# How to evaluate the quality of the A / B testing system

For more than six months now, the company has been using a single system for conducting A / B experiments. One of the most important parts of this system is the quality control procedure, which helps us understand how much we can trust the results of A / B tests. In this article, we will describe in detail the principle of the quality control procedure for those readers who want to test their A / B testing system. Therefore, the article has many technical details.

## A few words about A / B testing

Figure 1. A / B testing process flow chart.

In general, the A / B testing process can be divided into the following steps (shown in the figure):

- The distribution of users in two groups A and B.
- Presenting two different options to two user groups.
- Data collection and calculation of metric values for each group.
- Comparison using a statistical test of the metric values in both groups and deciding which of the two options won.

In principle, using A / B tests, you can compare any two options, but for definiteness, we will assume that group A is shown the current version working in production, and group B is shown the experimental version.

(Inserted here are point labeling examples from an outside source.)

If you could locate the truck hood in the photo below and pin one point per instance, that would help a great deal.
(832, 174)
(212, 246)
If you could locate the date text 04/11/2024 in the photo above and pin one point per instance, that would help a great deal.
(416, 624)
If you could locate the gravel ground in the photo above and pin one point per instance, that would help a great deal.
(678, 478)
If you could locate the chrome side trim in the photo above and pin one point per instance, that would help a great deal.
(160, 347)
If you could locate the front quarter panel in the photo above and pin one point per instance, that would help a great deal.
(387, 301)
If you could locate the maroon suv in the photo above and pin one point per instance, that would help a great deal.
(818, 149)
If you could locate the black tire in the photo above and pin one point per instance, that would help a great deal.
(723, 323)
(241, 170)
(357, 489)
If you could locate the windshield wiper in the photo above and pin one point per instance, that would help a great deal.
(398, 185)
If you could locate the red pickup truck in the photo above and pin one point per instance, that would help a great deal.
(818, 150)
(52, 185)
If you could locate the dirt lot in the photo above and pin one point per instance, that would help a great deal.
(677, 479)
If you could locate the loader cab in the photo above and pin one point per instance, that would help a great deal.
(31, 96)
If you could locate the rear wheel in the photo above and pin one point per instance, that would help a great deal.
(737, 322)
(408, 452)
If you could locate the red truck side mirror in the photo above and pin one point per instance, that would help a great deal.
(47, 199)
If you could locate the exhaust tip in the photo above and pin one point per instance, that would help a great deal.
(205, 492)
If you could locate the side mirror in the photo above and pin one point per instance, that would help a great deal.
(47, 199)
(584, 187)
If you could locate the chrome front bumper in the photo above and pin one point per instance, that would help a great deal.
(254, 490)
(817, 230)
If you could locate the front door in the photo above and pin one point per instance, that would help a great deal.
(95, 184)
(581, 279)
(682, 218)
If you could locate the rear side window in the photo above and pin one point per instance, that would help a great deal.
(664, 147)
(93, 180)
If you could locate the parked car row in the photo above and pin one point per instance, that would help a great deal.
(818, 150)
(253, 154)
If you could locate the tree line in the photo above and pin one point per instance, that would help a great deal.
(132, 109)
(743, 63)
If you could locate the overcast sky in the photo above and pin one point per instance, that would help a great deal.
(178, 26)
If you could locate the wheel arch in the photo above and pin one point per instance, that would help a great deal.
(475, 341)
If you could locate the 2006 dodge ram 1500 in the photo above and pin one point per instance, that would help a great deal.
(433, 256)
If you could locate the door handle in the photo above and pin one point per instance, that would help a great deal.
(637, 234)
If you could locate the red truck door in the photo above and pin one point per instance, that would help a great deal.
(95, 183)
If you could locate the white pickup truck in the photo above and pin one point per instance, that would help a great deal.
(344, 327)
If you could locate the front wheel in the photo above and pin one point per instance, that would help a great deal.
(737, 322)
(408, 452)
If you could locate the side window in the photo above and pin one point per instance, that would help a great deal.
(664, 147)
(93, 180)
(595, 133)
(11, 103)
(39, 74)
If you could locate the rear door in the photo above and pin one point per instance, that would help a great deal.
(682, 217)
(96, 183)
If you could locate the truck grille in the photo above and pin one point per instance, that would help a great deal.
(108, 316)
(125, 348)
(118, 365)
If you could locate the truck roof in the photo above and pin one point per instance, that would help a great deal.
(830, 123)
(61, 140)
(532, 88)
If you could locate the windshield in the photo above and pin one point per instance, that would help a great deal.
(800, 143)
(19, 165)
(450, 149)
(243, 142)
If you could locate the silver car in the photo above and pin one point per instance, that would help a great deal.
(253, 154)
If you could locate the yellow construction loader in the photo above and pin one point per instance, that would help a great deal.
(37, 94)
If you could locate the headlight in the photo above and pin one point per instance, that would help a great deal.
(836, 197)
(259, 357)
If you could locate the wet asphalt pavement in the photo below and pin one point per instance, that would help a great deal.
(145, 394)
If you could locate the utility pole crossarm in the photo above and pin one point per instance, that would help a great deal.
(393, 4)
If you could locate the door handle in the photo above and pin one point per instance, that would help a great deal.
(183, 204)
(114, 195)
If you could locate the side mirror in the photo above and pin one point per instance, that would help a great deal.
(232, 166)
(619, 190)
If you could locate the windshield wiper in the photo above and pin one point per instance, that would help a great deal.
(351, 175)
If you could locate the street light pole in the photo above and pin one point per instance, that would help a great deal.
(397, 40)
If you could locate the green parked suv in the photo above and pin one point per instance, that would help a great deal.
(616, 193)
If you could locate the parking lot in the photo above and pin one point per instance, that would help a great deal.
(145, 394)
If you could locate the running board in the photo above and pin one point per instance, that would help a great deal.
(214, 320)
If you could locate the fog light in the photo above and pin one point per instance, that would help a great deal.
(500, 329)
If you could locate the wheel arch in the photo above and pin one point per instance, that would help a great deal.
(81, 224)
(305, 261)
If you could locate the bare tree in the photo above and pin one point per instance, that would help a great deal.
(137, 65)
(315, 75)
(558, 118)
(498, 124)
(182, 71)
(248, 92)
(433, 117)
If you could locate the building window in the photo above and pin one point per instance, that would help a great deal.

Thus, group A is the control group, and group B is experimental. If users in group B are shown the same option as in group A (that is, there is no difference between options A and B), then such a test is called an A / A test.

If one of the options won in the A / B test, then they say that the test has turned red.

## History of A / B testing in the company

A / B testing at HeadHunter began, we can say spontaneously: development teams arbitrarily divided the audience into groups and conducted experiments. However, there was no common pool of verified metrics - each team calculated its own metrics from user actions logs. There was no general system for determining the winner either: if one option was much superior to the other, then it was recognized as the winner; if the difference between the two options was small, then statistical methods were used to determine the winner. The worst part was that different teams could experiment on the same user group, thereby influencing each other's results. It became clear that we needed a single system for conducting A / B tests.

Such a system was created and launched in July 2016. Using this system, the company has already conducted 77 experiments. The number of A / B experiments by month is shown in Figure 2.

Figure 2. The number of A / B experiments by months since the launch of the A / B testing system. The number of experiments for March 2017 is incomplete, because at the time of publication this month has not yet ended.

When creating the A / B testing system, we paid most attention to the statistical test. First of all, we were interested in the answer to the following question:

*How to make sure that the statistical test does not deceive us and that we can trust its results?*

The question is not at all idle, since the harm from incorrect results is stat. test may be even more than the lack of results.

Why we may have reasons not to trust the stat. test? The fact is that a statistical test involves a probabilistic interpretation of the measured values. For example, we believe that each user has a “probability” of committing a certain successful action (successful actions may be registration, purchase of goods, like, etc.). Moreover, we consider the actions of different users to be independent. But initially, we do not know how well user actions correspond to the probabilistic model of stat. test.

In order to evaluate the quality of the A / B testing system, we conducted a large number of A / A tests and measured the percentage of tests that were stained, that is, the percentage of cases in which stat. the test was mistaken, claiming a statistically significant superiority of one option over another. The benefits of A / A tests can be read, for example,here . Measured error percentage stat. the test was compared with a given theoretical value: if they roughly coincided, then everything is fine; if the measured percentage of errors is much less or much more than theoretical, then the results of such a stat. the dough is unreliable.

To talk in more detail about the method of assessing the quality of an A / B testing system, you should first talk about the significance level and other concepts that arise when testing statistical hypotheses . Readers who are familiar with this topic can skip the next paragraph and go to the section A / B Test System Quality Assessment .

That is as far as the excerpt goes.